Abstract
Upregulation of endogenous utrophin offers great promise for treating DMD, as it can functionally compensate for the lack of dystrophin caused by DMD gene mutations, without the immunogenic concerns associated with delivering dystrophin. However, post-transcriptional repression mechanisms targeting the 5′ and 3′ untranslated regions (UTRs) of utrophin mRNA significantly limit the magnitude of utrophin upregulation achievable by promoter activation. Using a utrophin 5′3′UTR reporter assay, we performed a high-throughput screen (HTS) for small molecules capable of relieving utrophin post-transcriptional repression. We identified 27 hits that were ranked using an algorithm that we designed for hit prioritization that we call Hit to Lead Prioritization Score (H2LPS). The top 10 hits were validated using an orthogonal assay for endogenous utrophin expression. Evaluation of the top scoring hit, Trichostatin A (TSA), demonstrated utrophin upregulation and functional improvement in the mdx mouse model of DMD. TSA and the other small molecules identified here represent potential starting points for DMD drug discovery efforts.
Highlights
Upregulation of endogenous utrophin offers great promise for treating DMD, as it can functionally compensate for the lack of dystrophin caused by DMD gene mutations, without the immunogenic concerns associated with delivering dystrophin
DMD patients are typically diagnosed in early childhood and become increasingly wheelchair dependent in their teens, with cardiac and respiratory failure being the major causes of morbidity and mortality[4,5,6]

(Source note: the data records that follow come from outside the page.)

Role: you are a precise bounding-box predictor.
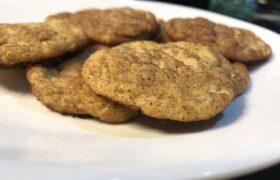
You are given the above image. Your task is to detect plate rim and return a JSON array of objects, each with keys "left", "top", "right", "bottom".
[{"left": 0, "top": 0, "right": 280, "bottom": 179}]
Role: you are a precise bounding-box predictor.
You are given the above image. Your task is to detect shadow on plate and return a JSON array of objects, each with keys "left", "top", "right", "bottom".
[
  {"left": 130, "top": 114, "right": 221, "bottom": 134},
  {"left": 0, "top": 68, "right": 30, "bottom": 93}
]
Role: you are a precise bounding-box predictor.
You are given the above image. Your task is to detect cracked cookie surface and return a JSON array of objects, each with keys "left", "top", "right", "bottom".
[
  {"left": 165, "top": 17, "right": 272, "bottom": 62},
  {"left": 0, "top": 18, "right": 88, "bottom": 66},
  {"left": 26, "top": 46, "right": 137, "bottom": 123},
  {"left": 48, "top": 7, "right": 158, "bottom": 45},
  {"left": 82, "top": 41, "right": 240, "bottom": 122}
]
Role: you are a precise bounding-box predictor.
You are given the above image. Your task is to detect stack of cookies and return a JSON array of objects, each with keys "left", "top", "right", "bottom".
[{"left": 0, "top": 7, "right": 271, "bottom": 123}]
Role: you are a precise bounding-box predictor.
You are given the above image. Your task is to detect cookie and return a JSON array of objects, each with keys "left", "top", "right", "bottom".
[
  {"left": 82, "top": 41, "right": 239, "bottom": 122},
  {"left": 48, "top": 7, "right": 159, "bottom": 45},
  {"left": 0, "top": 18, "right": 89, "bottom": 66},
  {"left": 26, "top": 46, "right": 138, "bottom": 123},
  {"left": 165, "top": 17, "right": 272, "bottom": 62}
]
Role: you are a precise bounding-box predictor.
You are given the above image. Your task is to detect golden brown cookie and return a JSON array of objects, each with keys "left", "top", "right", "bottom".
[
  {"left": 26, "top": 46, "right": 138, "bottom": 123},
  {"left": 82, "top": 41, "right": 239, "bottom": 122},
  {"left": 165, "top": 17, "right": 272, "bottom": 62},
  {"left": 48, "top": 7, "right": 159, "bottom": 45},
  {"left": 0, "top": 18, "right": 89, "bottom": 66},
  {"left": 232, "top": 62, "right": 249, "bottom": 96}
]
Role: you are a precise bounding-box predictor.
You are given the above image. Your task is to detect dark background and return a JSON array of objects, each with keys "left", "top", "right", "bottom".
[
  {"left": 149, "top": 0, "right": 280, "bottom": 33},
  {"left": 147, "top": 0, "right": 280, "bottom": 179}
]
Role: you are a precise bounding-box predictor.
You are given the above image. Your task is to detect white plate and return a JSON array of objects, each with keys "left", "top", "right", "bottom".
[{"left": 0, "top": 0, "right": 280, "bottom": 179}]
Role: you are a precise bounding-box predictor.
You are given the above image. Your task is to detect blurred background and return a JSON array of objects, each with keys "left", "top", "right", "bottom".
[
  {"left": 146, "top": 0, "right": 280, "bottom": 179},
  {"left": 148, "top": 0, "right": 280, "bottom": 33}
]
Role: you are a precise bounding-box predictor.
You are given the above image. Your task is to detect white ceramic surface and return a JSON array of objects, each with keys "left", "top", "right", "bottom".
[{"left": 0, "top": 0, "right": 279, "bottom": 179}]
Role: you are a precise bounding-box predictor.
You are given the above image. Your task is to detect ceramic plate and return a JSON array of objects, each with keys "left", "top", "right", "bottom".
[{"left": 0, "top": 0, "right": 279, "bottom": 179}]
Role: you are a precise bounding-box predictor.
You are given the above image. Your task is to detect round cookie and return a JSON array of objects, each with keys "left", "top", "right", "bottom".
[
  {"left": 69, "top": 7, "right": 158, "bottom": 45},
  {"left": 165, "top": 17, "right": 272, "bottom": 62},
  {"left": 0, "top": 18, "right": 89, "bottom": 66},
  {"left": 26, "top": 46, "right": 138, "bottom": 123},
  {"left": 82, "top": 41, "right": 238, "bottom": 122}
]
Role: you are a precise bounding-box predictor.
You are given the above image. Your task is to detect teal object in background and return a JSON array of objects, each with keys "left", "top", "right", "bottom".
[{"left": 210, "top": 0, "right": 257, "bottom": 20}]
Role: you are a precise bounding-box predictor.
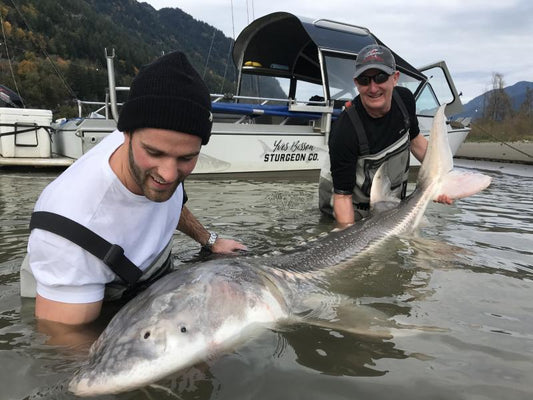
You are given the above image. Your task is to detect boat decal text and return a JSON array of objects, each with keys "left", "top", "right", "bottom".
[{"left": 263, "top": 140, "right": 319, "bottom": 162}]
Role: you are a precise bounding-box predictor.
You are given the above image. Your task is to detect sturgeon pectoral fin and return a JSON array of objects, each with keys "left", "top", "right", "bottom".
[
  {"left": 436, "top": 170, "right": 492, "bottom": 200},
  {"left": 294, "top": 297, "right": 450, "bottom": 340},
  {"left": 295, "top": 298, "right": 395, "bottom": 339},
  {"left": 370, "top": 163, "right": 396, "bottom": 204}
]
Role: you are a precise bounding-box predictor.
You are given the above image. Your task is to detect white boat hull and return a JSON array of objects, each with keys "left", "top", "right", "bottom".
[
  {"left": 196, "top": 120, "right": 469, "bottom": 174},
  {"left": 0, "top": 119, "right": 469, "bottom": 173},
  {"left": 195, "top": 122, "right": 327, "bottom": 174}
]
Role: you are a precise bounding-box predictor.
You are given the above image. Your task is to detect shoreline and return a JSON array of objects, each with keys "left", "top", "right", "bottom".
[{"left": 455, "top": 141, "right": 533, "bottom": 165}]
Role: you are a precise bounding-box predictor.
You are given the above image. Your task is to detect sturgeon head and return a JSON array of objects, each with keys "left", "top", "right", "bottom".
[{"left": 69, "top": 260, "right": 289, "bottom": 396}]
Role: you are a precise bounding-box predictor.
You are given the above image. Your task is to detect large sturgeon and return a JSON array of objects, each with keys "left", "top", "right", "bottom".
[{"left": 69, "top": 106, "right": 491, "bottom": 396}]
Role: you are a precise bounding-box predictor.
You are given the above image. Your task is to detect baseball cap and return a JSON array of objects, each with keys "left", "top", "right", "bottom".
[{"left": 354, "top": 44, "right": 396, "bottom": 78}]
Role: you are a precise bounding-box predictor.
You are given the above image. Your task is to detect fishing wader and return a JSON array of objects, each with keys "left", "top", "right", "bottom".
[
  {"left": 20, "top": 211, "right": 173, "bottom": 301},
  {"left": 319, "top": 90, "right": 411, "bottom": 221}
]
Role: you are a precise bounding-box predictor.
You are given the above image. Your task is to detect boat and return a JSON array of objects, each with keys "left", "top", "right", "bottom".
[{"left": 0, "top": 12, "right": 469, "bottom": 174}]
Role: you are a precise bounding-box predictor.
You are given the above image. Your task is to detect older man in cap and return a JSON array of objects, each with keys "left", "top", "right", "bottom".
[
  {"left": 20, "top": 51, "right": 246, "bottom": 329},
  {"left": 319, "top": 44, "right": 451, "bottom": 226}
]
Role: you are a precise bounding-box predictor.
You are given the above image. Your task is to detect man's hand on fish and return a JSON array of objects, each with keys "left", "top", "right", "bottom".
[
  {"left": 211, "top": 238, "right": 248, "bottom": 254},
  {"left": 434, "top": 193, "right": 454, "bottom": 204}
]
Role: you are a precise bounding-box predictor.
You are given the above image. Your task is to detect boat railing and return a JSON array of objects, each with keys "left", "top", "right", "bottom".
[
  {"left": 210, "top": 93, "right": 330, "bottom": 107},
  {"left": 76, "top": 85, "right": 129, "bottom": 119},
  {"left": 209, "top": 93, "right": 338, "bottom": 135},
  {"left": 210, "top": 93, "right": 336, "bottom": 113},
  {"left": 76, "top": 100, "right": 108, "bottom": 118}
]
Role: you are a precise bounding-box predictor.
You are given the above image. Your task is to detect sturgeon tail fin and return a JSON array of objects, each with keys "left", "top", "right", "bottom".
[{"left": 417, "top": 104, "right": 492, "bottom": 201}]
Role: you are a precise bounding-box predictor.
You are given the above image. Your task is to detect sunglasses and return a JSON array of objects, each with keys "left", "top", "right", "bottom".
[{"left": 355, "top": 72, "right": 391, "bottom": 86}]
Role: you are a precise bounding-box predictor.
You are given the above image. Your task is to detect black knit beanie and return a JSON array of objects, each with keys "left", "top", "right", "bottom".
[{"left": 117, "top": 51, "right": 213, "bottom": 145}]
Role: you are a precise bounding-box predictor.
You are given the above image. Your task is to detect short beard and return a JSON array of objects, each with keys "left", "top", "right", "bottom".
[
  {"left": 127, "top": 136, "right": 179, "bottom": 202},
  {"left": 128, "top": 137, "right": 146, "bottom": 191}
]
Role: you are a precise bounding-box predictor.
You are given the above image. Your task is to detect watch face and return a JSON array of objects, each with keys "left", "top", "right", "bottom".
[{"left": 207, "top": 232, "right": 218, "bottom": 247}]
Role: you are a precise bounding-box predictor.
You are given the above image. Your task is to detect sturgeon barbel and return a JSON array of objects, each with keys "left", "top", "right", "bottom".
[{"left": 69, "top": 106, "right": 491, "bottom": 396}]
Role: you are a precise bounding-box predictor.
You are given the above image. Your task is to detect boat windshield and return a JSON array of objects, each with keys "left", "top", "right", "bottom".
[
  {"left": 238, "top": 75, "right": 289, "bottom": 104},
  {"left": 323, "top": 53, "right": 430, "bottom": 110},
  {"left": 397, "top": 73, "right": 422, "bottom": 95},
  {"left": 401, "top": 64, "right": 460, "bottom": 117},
  {"left": 421, "top": 65, "right": 455, "bottom": 105},
  {"left": 323, "top": 54, "right": 358, "bottom": 102},
  {"left": 396, "top": 73, "right": 439, "bottom": 116},
  {"left": 414, "top": 84, "right": 440, "bottom": 116},
  {"left": 237, "top": 75, "right": 324, "bottom": 105},
  {"left": 236, "top": 52, "right": 448, "bottom": 117}
]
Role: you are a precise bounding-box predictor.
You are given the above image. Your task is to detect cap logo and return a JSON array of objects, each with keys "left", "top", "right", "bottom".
[{"left": 363, "top": 48, "right": 385, "bottom": 63}]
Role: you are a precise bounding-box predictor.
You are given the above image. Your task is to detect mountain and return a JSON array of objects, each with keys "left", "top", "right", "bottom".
[
  {"left": 0, "top": 0, "right": 248, "bottom": 114},
  {"left": 455, "top": 81, "right": 533, "bottom": 120}
]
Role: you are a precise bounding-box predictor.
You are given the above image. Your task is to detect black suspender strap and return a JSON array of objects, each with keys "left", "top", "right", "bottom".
[
  {"left": 29, "top": 211, "right": 143, "bottom": 285},
  {"left": 392, "top": 89, "right": 411, "bottom": 132},
  {"left": 392, "top": 89, "right": 412, "bottom": 200},
  {"left": 346, "top": 105, "right": 370, "bottom": 156}
]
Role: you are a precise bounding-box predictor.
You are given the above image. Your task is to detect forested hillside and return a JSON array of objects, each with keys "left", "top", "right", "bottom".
[{"left": 0, "top": 0, "right": 238, "bottom": 117}]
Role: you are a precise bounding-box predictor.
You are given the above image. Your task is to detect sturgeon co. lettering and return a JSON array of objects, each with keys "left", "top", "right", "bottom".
[{"left": 263, "top": 153, "right": 318, "bottom": 162}]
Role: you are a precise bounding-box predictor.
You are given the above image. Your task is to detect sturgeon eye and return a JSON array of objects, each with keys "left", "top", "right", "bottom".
[
  {"left": 180, "top": 326, "right": 187, "bottom": 333},
  {"left": 143, "top": 331, "right": 151, "bottom": 339}
]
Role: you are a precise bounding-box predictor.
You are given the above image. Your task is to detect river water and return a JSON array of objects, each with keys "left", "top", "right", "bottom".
[{"left": 1, "top": 160, "right": 532, "bottom": 400}]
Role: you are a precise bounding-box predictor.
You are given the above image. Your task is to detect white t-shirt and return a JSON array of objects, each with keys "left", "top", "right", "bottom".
[{"left": 28, "top": 130, "right": 184, "bottom": 303}]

We developed and applied a two-step pipeline which uses cluster analysis to group molecules with similar activity profiles, and ranks them according to an automated Hit 2 Lead Performance Score (H2LPS) algorithm based on efficacy, potency and specificity
Summary
Upregulation of endogenous utrophin offers great promise for treating DMD, as it can functionally compensate for the lack of dystrophin caused by DMD gene mutations, without the immunogenic concerns associated with delivering dystrophin. Evaluation of the top scoring hit, Trichostatin A (TSA), demonstrated utrophin upregulation and functional improvement in the mdx mouse model of DMD. With early intervention, they have been shown to increase life span of patients[11] Their use is associated with extensive side effects and toxicities exemplified by immune suppression, osteoporosis, and weight gain. Www.nature.com/scientificreports the read-through of premature stop codons and correcting mutations using gene editing[17,18] All these approaches are mutation-specific and would be applicable to restricted subsets of DMD patients. An alternate strategy for a DMD-specific therapy that in principle would be applicable to all patients would be to increase the expression of the autosomal-encoded dystrophin-related protein homolog, utrophin[19,20]. Expression of truncated[22,23,24] or full-length[25] utrophin significantly ameliorates the phenotype of mdx mice and provides the rationale for harnessing pharmacological upregulation of endogenous utrophin as a therapeutic strategy for DMD
Talk to us
Join us for a 30 min session where you can share your feedback and ask us any queries you have
Disclaimer: All third-party content on this website/platform is and will remain the property of their respective owners and is provided on "as is" basis without any warranties, express or implied. Use of third-party content does not indicate any affiliation, sponsorship with or endorsement by them. Any references to third-party content is to identify the corresponding services and shall be considered fair use under The CopyrightLaw.